Watching Locked Up Abroad you realize that everyone has the same story:

“I was smuggling contraband because I was young and felt invincible–I got caught—how am I going to tell my Dad?—(sniff)—Prison was hell—you’ve got to be strong—My parents forgave me and pulled some strings—etc.”

This makes me question the assumption our culture shares about how “unique” each person really is. I mean, these people are living on the knife-edge of danger, experiencing the exhilarating rush of adventure and adversity that makes each moment seem so intense and life so special—and it’s all the same! Even the superlatives I just used to describe it are clichés distilled from a mash of everyone “who’s ever really lived.”

And if those people aren’t unique, how unique are we, sitting on our safe fat asses at home?

Obviously, this is not the lesson intended by the producers of the show.

Another lesson I’m sure they did not intend to convey was how to smuggle drugs properly:

You need fifteen “mules.” Fourteen of the mules are decoys, strapped to the gills beneath their clothing with packages of baby powder or some other legal substance—no cocaine or heroin at all—trying their damnedest to fit the profile of a drug smuggler.
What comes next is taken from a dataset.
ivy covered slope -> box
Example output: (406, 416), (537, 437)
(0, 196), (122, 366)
[Singing out loud with his headphones, to the tune of “Hey Hey We’re the Monkees”]:

Hey hey I’m a smuggler!
People say I’m smuggling around
But I’m too busy smuggling
To put any Federales down…

At the airport, the fourteen fake mules are located in the front and back of the lines, easily picked off by law enforcement. None of the fake mules actually knows who the real mule is or even what contraband is being smuggled–all they’ve been told is “Go down to South American and strap some legal products to your body and we will pay you $10,000.”

Plausible denial, baby!

Overwhelmed by so many fake mules with so much apparent cocaine, all of which has to be tested (“Hey, you forgot to check this package!”), the real mule slips by on his or her way.